Definition Definition

Gamma Squeeze

A Gamma Squeeze is similar to a short squeeze in which it forces extra stock-buying activity owing to open possible alternative holdings on the underlying asset. It is engendered by the market maker rather than a trader.

Volatile price changes and enormous trading dimensions force market makers to leave their positions, resulting in such squeezes. Because of the enormous volume swapped by this squeeze, it may cause a price surge. These squeezes have a tendency to peak stock prices and decline when the squeeze is in progress. 

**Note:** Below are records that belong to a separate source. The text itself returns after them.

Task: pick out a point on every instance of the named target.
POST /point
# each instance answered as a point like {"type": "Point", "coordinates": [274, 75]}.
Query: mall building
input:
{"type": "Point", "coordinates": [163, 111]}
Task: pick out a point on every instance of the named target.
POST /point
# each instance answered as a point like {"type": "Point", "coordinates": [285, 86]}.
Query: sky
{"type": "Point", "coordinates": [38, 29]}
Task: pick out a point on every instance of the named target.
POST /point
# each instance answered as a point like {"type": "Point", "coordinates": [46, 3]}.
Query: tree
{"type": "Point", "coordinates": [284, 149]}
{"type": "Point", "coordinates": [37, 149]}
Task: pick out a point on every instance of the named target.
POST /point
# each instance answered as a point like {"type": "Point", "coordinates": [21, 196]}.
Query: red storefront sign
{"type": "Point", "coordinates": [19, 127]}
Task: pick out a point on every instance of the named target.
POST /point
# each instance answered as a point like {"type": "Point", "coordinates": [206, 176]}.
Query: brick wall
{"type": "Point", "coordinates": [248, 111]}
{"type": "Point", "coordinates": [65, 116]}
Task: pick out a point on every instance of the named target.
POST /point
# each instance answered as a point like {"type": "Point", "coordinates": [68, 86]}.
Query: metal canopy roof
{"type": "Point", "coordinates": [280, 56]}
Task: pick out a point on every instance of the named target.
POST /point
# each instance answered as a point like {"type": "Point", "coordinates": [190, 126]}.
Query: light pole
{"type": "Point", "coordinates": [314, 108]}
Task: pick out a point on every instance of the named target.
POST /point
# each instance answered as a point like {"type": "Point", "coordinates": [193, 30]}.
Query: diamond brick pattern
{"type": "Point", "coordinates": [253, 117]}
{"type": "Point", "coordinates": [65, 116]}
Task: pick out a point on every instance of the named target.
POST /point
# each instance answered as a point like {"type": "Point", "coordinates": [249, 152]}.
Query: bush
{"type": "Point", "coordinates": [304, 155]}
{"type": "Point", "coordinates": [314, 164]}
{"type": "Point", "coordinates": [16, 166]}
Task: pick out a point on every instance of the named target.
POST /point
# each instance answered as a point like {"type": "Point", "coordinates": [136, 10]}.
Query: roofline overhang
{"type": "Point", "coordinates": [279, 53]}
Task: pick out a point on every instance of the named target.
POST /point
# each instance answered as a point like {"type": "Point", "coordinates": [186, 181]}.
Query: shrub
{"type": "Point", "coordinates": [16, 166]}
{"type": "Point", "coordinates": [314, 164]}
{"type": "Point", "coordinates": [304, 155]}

This squeeze usually rectifies itself although it may give traders some volatility and it occurs when a firm receives major news that affects the markets in either way. Because of this tendency, there is a lot of short-term fluctuation which generates the squeeze. Big brands like AMC, Tilray, GameStop, Tesla, Beyond Meat etc. have experienced gamma squeezes in the past. 

One of these squeezes can be profitable for investors but it can also be dangerous. Short squeezes and the ensuing gamma squeezes might linger for days or weeks, or they can go away in the blink of an eye depending on what's causing them. As a result, whether one of these squeezes will lead to a profit or a loss in the overall portfolio of a company is highly reliant on time.

Steps of a Gamma Squeeze

The steps to trading this squeeze are as follows:

  1. Register or log in 
  2. Study the market concerned 
  3. Conduct own analysis
  4. Take precautions to lower the risk
  5. Keep the position active, observe it, then completely close it


Use of the Term in Sentences

  • The two terms of gamma squeeze that we must keep an eye on are high short-stock investments and stock options activities.